Way back in the days when the grass was still green
and the pond was still wet
and the clouds were still clean,
and the song of the Swomee-Swans rang out in space …
one morning, I came to this glorious place.
And I first saw the trees!
— Dr. Seuss, The Lorax
In order for our Earth-based spirituality to be a viable, sustainable religious path for the future, one would assume that a prerequisite would be to have personal spiritual encounters with the Earth. As I wrote yesterday, that is increasingly rare, especially for our children.
Most humans now live in urban and suburban settings, where access to the untamed wild is very hard to come by. And our children get the message that spending time alone in the natural world is likely to be uncomfortable and even dangerous. What do we, their role-models, show them about the importance of getting down and dirty with Mother Nature?
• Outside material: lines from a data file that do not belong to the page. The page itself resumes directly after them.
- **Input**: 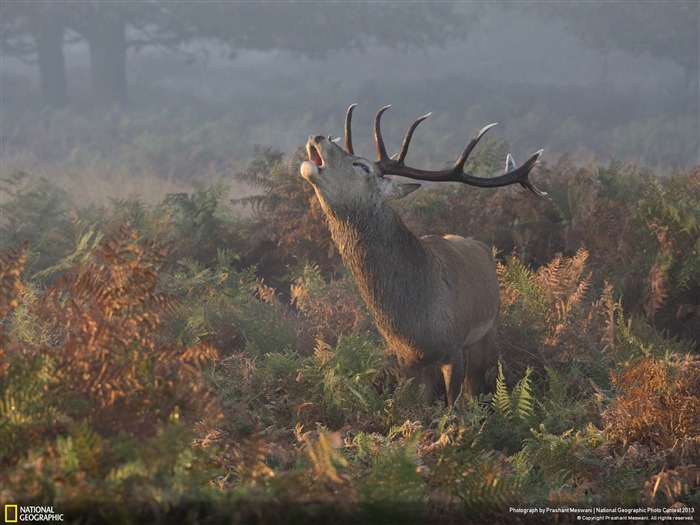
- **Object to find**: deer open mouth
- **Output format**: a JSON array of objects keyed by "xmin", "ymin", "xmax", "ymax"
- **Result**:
[{"xmin": 306, "ymin": 141, "xmax": 325, "ymax": 169}]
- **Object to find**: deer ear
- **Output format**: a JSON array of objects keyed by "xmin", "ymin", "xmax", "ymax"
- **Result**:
[{"xmin": 378, "ymin": 177, "xmax": 420, "ymax": 201}]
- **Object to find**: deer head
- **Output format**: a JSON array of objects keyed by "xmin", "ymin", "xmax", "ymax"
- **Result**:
[
  {"xmin": 301, "ymin": 104, "xmax": 544, "ymax": 403},
  {"xmin": 301, "ymin": 104, "xmax": 546, "ymax": 213}
]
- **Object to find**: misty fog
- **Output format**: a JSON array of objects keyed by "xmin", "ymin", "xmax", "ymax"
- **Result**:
[{"xmin": 0, "ymin": 2, "xmax": 700, "ymax": 203}]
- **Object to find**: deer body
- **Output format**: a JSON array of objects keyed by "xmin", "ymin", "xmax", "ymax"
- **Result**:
[{"xmin": 301, "ymin": 106, "xmax": 539, "ymax": 404}]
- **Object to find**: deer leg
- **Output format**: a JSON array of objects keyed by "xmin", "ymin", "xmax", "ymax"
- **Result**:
[{"xmin": 440, "ymin": 349, "xmax": 464, "ymax": 405}]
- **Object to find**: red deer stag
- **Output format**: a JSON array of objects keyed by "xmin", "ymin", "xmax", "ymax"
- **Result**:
[{"xmin": 301, "ymin": 104, "xmax": 545, "ymax": 404}]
In misguided attempts to protect our kids from dangers real and imaginary, we have shut their worlds down to sterile, carefully cultivated “safety,” and thus have removed their ability to explore and discover their own relationship with Gaia.
Last year, an article in the British Daily Mail discussed how, in only four generations, children have lost the right to roam:
“When George Thomas was eight he walked everywhere. It was 1926 and his parents were unable to afford the fare for a tram, let alone the cost of a bike and he regularly walked six miles to his favourite fishing haunt without adult supervision.
“Fast forward to 2007 and Mr Thomas’s eight-year-old great-grandson Edward enjoys none of that freedom. He is driven the few minutes to school, is taken by car to a safe place to ride his bike and can roam no more than 300 yards from home.
“Even if he wanted to play outdoors, none of his friends strays from their home or garden unsupervised.
“The contrast between Edward and George’s childhoods is highlighted in a report which warns that the mental health of 21st-century children is at risk because they are missing out on the exposure to the natural world enjoyed by past generations.”